About GnuCash 2.3.x / 2.4

Phil Longstaff plongstaff at rogers.com
Tue Aug 4 16:47:08 EDT 2009


The basic tables are:

- books table - 1 row - has book guid, root account guid, root template account guid (used for scheduled transactions)
- account table - one per account - has guid of parent account, has guid of commodity.  Top level accounts (e.g.
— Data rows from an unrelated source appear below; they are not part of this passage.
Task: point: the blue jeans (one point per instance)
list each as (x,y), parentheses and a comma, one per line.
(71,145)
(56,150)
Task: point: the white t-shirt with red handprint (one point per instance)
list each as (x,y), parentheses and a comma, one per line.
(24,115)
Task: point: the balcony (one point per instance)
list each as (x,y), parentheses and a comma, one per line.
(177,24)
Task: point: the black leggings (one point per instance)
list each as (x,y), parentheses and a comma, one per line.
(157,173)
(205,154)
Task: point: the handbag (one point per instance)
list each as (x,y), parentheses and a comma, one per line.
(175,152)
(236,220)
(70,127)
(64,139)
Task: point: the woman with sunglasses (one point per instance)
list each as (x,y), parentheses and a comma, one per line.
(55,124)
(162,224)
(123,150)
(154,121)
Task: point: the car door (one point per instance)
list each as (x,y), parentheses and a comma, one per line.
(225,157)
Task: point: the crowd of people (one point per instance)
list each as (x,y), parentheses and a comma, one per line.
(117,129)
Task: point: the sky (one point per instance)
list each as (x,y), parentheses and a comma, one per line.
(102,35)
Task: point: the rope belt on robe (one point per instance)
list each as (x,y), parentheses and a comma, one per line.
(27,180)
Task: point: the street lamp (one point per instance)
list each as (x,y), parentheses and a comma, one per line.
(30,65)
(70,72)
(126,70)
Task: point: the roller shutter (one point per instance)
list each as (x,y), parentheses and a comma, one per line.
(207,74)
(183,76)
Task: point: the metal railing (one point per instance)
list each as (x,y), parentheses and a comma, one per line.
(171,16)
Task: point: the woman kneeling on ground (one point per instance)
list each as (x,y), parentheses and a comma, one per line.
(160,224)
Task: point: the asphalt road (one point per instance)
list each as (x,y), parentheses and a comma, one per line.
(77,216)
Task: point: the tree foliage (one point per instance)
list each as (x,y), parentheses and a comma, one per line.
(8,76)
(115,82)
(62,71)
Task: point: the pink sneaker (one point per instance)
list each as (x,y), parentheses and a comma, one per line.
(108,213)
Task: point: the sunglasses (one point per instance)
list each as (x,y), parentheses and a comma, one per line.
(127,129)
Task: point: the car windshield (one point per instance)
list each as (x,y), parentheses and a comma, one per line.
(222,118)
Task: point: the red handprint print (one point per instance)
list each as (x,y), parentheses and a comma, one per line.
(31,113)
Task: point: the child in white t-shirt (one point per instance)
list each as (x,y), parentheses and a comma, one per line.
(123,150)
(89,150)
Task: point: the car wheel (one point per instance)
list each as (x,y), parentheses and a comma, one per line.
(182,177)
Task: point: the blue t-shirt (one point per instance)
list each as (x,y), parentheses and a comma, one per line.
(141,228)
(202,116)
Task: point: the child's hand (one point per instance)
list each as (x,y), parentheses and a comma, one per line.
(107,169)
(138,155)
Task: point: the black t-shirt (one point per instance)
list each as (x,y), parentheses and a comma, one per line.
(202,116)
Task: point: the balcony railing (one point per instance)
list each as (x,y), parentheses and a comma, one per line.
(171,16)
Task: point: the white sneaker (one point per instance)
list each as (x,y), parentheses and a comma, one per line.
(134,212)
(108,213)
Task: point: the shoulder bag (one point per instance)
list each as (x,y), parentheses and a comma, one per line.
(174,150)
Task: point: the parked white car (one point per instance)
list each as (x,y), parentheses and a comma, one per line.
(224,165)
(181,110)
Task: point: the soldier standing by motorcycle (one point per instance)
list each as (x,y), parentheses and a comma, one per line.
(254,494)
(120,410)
Assets) have parent account guid = root account guid from books table.
- commodities table - one per commodity
- transactions table - contains description and some dates
- splits table - contains tx_guid to refer to its transaction, account_guid to refer to account it belongs to.  Has "value" and "amount" ("quantity"?).  For a stock purchase of 10 shares costing $100.00, one of these has the value 10 and one has the value 10000, but I can't remember which is which.
- slots table - has a unique id (I think) and an object_guid that the slot belongs to, a string path, a type (boolean/int/double/string/...) and some value fields (use the correct one based on type).  Used for "extra information" to tack on to an object.  Note that some of this extra information has actually become standard e.g. for accounts, the "hidden" flag is stored here.  For transactions created from scheduled transaction, contains info about the scheduled transaction.  For budgets, contains budget info.

Note: all gnc_numeric values (used for amounts and quantities) are
stored as numerator/denominator pair, both of which are 64-bit integers
i.e. "value" will have "value_num" and "value_denom".
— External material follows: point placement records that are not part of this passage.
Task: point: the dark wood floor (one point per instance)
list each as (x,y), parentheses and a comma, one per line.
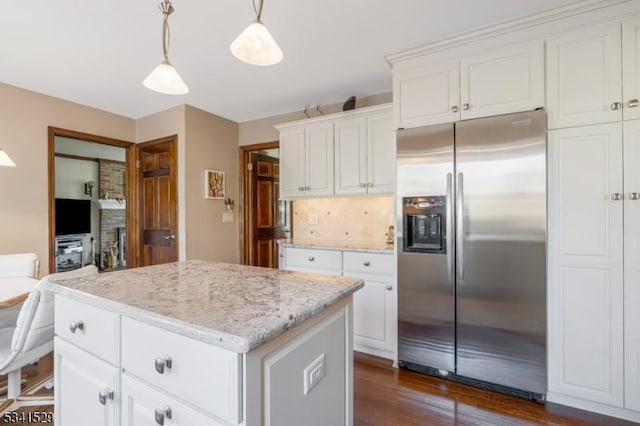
(387,396)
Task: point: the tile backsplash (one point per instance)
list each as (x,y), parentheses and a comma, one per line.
(349,219)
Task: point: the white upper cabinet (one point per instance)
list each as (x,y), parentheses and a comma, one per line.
(365,155)
(584,71)
(501,81)
(586,290)
(306,161)
(426,95)
(497,81)
(631,68)
(632,263)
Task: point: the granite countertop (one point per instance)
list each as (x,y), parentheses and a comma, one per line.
(236,307)
(363,246)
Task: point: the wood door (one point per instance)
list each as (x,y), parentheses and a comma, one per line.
(270,215)
(158,207)
(585,252)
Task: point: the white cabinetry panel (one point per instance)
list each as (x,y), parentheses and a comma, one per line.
(585,263)
(632,263)
(584,77)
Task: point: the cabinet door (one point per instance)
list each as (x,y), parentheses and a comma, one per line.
(79,379)
(292,163)
(381,154)
(632,263)
(372,315)
(631,68)
(319,159)
(509,79)
(144,406)
(584,71)
(351,156)
(585,264)
(426,95)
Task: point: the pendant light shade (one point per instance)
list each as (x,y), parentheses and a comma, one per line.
(164,78)
(255,45)
(5,160)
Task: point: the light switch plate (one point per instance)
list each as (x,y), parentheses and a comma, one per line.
(313,373)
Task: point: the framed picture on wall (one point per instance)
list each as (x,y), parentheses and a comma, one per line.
(214,185)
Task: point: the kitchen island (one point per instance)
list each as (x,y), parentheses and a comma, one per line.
(203,343)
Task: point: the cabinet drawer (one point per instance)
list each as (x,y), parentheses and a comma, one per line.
(207,376)
(368,263)
(328,261)
(92,329)
(142,405)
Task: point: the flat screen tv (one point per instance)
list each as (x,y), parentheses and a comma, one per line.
(73,216)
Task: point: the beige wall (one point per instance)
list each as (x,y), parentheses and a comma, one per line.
(24,119)
(258,131)
(344,219)
(212,143)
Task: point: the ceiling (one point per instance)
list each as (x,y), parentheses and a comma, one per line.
(98,52)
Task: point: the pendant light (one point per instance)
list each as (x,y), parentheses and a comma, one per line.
(255,45)
(164,78)
(5,160)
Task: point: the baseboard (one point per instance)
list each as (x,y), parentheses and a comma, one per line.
(608,410)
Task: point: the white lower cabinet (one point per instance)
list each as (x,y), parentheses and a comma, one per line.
(374,305)
(145,406)
(87,389)
(593,275)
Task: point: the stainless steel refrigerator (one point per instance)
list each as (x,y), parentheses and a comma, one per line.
(471,205)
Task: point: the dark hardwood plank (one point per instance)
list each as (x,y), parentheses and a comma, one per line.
(386,396)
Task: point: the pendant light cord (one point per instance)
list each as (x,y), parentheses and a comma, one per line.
(167,9)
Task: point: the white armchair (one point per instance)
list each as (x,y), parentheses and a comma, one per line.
(30,340)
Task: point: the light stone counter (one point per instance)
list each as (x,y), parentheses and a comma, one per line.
(340,245)
(235,307)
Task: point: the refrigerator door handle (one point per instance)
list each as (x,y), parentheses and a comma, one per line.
(460,225)
(449,226)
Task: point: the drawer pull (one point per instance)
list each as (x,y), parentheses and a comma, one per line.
(162,413)
(162,363)
(104,395)
(76,325)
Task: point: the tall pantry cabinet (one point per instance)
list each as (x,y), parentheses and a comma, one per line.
(593,77)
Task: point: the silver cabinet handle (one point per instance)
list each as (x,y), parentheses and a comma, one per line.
(104,395)
(162,413)
(76,325)
(460,226)
(449,225)
(163,362)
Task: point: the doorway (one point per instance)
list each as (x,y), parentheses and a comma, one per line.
(265,218)
(156,185)
(88,190)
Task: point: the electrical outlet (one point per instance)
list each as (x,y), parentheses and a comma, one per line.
(313,373)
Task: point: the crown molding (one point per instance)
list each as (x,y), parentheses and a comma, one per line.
(504,27)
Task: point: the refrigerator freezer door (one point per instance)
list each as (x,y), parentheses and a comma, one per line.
(426,304)
(501,285)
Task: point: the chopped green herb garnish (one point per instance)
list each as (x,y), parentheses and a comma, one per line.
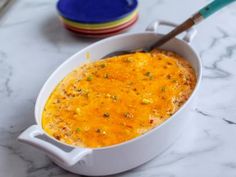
(106,114)
(128,115)
(103,65)
(146,101)
(106,76)
(114,97)
(163,89)
(89,78)
(128,60)
(147,73)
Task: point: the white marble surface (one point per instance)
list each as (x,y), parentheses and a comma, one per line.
(33,44)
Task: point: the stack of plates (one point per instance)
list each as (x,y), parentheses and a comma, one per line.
(97,18)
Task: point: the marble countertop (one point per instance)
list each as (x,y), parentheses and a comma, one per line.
(33,44)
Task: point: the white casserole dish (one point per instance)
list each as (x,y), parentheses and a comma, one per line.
(127,155)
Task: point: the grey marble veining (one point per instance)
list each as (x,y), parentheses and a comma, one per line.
(33,44)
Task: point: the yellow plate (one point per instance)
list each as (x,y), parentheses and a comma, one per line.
(101,25)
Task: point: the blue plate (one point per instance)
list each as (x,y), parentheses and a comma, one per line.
(95,11)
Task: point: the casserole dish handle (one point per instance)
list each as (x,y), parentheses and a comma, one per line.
(29,136)
(190,33)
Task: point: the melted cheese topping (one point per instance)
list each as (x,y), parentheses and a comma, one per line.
(116,99)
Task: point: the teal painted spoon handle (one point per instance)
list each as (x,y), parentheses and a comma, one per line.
(196,18)
(214,7)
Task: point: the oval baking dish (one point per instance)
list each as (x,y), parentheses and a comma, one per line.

The balance for account 'ABC' on date 'D' can be determined by:

SELECT SUM(amount_num),amount_denom FROM splits WHERE tx_guid IN (SELECT * FROM transactions WHERE post_date <= D) AND account_guid = (SELECT guid FROM accounts WHERE name = 'ABC') GROUP BY amount_denom

This could *easily* not be the most efficient join, but it gives you the idea.  If you don't change the number of decimal digits for an account, I *think* that all splits for that account will have the same denominator, so the query will give you 1 row.  If you have changed the number of decimal digits, you might get more than 1 row, one for each denominator (100, 1000, 10000, ...) and will need to add them.  The SQL backend to gnucash actually uses:

SELECT account_guid,reconcile_state,SUM(amount_num),amount_denom FROM splits GROUP BY account_guid,reconcile_state,amount_denom

when it starts.  This generates 1 row per account_guid/reconcile_state/amount_denom triplet.  Scanning and addition gives 1 row per account_guid/reconcile_state pair, and these values provide the account balances.

There is *ABSOLUTELY NO GUARANTEE* of what will happen if you try to modify the data using anything other than gnucash.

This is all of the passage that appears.